Bastar村にそれ以上の何かがあるのか?

そんなことを考えながら30分ほど走ったあと、

タクシーは急に道端に停まった。

 

スマホGPSはまだBastar村の

5kmほど手前を指している。

おじいちゃんは「Bastar」と言うので、

「違う違う、僕の行きたいのは、ほらこの先だよ。」

スマホを見せる。

それでも「とにかくここで降りろ。

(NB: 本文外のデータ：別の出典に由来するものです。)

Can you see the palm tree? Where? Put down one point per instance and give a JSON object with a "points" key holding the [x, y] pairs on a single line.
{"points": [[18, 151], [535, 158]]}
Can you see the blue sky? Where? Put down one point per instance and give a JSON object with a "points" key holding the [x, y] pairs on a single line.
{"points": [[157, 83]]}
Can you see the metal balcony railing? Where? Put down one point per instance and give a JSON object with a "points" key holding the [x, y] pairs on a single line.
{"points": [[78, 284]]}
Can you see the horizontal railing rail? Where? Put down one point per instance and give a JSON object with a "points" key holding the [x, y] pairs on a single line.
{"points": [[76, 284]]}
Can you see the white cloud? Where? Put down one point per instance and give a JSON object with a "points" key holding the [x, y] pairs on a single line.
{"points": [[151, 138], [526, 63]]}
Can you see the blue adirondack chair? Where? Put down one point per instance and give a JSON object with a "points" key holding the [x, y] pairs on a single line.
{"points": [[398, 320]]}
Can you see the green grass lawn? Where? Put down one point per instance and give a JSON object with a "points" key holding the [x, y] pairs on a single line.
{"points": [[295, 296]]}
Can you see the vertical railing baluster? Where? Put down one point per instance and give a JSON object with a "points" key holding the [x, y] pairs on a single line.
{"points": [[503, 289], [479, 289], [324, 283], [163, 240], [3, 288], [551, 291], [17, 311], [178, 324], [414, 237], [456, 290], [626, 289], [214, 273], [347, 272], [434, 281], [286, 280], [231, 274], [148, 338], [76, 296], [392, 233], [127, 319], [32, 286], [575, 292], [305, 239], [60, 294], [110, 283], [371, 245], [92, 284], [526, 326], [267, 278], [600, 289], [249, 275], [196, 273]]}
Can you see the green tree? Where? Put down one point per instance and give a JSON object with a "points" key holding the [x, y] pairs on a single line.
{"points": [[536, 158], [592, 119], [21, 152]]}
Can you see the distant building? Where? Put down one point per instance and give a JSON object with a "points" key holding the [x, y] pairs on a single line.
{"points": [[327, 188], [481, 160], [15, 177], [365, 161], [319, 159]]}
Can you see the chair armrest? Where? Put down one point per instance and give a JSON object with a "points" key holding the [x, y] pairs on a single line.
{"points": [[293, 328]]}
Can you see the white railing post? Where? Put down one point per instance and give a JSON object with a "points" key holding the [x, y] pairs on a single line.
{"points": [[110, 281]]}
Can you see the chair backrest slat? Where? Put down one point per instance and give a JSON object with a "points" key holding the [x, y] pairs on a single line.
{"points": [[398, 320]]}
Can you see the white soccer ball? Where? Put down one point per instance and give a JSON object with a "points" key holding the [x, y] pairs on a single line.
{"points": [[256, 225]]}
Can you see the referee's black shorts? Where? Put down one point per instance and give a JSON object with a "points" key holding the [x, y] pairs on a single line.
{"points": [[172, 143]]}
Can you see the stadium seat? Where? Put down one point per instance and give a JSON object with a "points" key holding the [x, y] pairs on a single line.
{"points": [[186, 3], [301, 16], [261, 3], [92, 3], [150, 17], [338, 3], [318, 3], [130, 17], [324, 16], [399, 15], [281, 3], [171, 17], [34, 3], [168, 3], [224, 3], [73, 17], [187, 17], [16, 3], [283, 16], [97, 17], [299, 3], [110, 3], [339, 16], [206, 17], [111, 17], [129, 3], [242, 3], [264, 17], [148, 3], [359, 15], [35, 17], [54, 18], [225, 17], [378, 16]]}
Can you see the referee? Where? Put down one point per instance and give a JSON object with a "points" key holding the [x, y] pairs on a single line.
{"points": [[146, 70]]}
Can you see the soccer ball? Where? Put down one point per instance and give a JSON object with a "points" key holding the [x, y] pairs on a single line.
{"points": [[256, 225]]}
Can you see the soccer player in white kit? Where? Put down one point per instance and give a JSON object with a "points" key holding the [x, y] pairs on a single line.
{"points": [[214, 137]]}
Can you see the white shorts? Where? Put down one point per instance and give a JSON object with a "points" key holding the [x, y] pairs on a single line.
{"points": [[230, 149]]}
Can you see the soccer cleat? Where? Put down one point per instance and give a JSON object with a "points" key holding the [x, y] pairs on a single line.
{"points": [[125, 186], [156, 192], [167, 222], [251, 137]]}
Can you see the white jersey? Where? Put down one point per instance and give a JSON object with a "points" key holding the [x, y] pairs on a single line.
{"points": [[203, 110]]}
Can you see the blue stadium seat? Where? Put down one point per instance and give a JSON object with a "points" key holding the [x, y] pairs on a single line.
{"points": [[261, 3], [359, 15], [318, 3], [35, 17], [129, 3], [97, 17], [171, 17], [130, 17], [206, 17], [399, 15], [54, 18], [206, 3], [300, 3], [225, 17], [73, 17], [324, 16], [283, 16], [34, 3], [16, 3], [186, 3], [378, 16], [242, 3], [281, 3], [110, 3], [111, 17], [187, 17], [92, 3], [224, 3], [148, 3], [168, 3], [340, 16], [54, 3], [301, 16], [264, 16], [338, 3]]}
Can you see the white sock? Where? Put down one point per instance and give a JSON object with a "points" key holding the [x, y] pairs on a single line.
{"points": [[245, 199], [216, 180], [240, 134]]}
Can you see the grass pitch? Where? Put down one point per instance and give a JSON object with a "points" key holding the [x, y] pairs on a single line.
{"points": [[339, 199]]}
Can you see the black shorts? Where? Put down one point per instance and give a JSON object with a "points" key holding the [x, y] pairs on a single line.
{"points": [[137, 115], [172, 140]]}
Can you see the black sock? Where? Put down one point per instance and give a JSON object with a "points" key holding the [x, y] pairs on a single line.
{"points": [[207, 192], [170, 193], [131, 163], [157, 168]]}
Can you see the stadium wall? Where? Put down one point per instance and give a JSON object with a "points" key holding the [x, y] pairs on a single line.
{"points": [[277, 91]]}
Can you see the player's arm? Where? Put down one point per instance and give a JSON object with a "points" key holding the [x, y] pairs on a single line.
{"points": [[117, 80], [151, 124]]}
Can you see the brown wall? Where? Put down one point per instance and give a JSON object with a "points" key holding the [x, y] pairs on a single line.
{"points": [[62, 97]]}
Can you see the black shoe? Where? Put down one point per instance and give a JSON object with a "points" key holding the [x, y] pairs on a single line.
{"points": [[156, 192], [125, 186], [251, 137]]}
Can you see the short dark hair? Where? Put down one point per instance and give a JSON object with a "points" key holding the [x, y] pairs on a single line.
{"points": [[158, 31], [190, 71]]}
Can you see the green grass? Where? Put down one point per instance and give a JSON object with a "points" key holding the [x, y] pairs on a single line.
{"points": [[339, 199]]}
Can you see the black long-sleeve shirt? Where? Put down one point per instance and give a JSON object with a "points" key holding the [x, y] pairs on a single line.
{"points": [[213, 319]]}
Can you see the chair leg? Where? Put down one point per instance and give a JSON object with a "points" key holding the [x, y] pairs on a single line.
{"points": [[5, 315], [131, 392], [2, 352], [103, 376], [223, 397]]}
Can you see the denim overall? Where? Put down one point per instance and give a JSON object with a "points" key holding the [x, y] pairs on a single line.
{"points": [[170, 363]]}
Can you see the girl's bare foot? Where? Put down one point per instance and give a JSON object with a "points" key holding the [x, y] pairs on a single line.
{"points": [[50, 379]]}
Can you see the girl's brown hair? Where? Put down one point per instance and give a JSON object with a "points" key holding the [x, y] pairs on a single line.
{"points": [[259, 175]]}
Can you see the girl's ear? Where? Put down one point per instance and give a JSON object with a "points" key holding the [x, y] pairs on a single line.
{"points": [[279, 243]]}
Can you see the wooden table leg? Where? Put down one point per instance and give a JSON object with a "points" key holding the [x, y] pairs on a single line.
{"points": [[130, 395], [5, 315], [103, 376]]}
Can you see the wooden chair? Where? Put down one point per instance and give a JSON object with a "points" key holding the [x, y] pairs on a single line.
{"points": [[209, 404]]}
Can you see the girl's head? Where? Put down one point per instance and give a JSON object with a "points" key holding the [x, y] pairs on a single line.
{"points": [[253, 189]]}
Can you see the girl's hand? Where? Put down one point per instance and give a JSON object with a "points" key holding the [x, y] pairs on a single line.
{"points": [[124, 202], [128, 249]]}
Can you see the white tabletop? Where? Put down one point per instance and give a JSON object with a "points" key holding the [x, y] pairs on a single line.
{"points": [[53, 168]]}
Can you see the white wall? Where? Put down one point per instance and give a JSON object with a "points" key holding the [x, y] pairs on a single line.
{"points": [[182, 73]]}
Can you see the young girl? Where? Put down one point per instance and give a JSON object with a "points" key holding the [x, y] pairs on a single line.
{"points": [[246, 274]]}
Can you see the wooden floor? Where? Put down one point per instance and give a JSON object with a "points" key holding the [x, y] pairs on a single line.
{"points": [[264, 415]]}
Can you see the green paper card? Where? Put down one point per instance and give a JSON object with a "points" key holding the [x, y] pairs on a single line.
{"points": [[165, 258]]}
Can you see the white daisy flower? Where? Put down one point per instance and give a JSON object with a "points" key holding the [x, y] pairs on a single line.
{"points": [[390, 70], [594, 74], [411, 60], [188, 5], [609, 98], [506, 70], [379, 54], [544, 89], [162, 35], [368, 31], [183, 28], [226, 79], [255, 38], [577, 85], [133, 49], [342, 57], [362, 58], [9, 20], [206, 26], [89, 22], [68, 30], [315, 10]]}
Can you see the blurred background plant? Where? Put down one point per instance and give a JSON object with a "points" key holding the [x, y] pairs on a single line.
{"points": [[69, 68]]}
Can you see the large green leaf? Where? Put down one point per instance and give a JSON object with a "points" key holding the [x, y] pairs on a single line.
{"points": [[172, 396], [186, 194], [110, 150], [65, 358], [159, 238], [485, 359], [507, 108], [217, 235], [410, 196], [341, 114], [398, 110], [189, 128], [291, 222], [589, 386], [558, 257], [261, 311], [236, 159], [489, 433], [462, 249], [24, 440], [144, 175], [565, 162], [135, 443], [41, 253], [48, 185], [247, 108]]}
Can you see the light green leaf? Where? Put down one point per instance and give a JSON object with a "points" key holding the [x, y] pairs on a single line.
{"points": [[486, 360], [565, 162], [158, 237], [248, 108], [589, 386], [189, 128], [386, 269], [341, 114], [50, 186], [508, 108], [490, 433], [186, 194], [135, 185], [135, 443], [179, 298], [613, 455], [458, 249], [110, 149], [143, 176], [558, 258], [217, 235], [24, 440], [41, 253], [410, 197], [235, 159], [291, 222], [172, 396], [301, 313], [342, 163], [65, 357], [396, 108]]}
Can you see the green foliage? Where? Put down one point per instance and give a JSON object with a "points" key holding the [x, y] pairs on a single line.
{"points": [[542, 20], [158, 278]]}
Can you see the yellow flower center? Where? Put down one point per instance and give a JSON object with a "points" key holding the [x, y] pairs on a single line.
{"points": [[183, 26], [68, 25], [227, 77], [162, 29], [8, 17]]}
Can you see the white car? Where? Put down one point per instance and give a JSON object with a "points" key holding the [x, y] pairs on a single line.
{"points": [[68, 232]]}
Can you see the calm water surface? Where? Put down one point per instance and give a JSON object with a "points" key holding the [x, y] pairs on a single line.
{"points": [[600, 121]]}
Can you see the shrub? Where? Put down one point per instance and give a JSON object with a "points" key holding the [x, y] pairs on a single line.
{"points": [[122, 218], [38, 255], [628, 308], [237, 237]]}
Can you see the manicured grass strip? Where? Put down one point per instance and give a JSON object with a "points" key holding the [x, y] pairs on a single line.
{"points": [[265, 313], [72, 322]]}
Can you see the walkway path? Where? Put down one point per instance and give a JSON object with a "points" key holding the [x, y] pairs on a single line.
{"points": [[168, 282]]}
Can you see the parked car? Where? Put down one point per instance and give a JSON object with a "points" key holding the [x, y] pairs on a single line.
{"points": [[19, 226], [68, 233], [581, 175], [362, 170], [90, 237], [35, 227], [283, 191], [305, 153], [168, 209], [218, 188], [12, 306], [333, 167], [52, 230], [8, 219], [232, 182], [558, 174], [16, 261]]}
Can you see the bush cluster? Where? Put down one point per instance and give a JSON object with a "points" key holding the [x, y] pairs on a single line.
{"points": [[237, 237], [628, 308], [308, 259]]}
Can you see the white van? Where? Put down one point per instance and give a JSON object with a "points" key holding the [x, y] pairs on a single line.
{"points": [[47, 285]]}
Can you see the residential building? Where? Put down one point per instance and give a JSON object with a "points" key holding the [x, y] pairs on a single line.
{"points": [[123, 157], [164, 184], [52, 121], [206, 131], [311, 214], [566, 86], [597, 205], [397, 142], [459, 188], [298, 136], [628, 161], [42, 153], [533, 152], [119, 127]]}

」と

言っているようだ。

 

そこは道端にポツンと建つ、

まだ新しい土産物屋だった。

僕の趣旨とはまったく異なる。

おじいちゃんのことはもう信頼しているので、

何か買わされることもないだろうと中へ入る。

 

4つに部屋が分かれた長屋のような店内には、

木製、土製、鉄製、高級品が部屋ごとに分かれて

陳列されている。

 

順番に見て回り何も買わずに車に戻る。

そう決めていた。

鉄製品の部屋を見ているときに、

ひとつの商品に目がとまる。

 

ずっと後ろをつけてきたらしい

店主が初めて喋った。

「ソル」と言っている。

きっと太陽のことだ。

確かにそんな形をしている。

「これはBastar村で作られたものですか?」と尋ねると、

「ここにある商品はすべてBastar製です。」と答えた。

 

ここでひとつ思い出した。

僕が最近決めた人生のテーマがある。

”Be the Light”、光になるという生き方だ。

大切な人、仲間、知人、出会うすべての人にとって、

光の存在になりたい。

「そのことを忘れるな」

そう言われているような気がして、

その太陽のペンダントトップをひとつ購入した。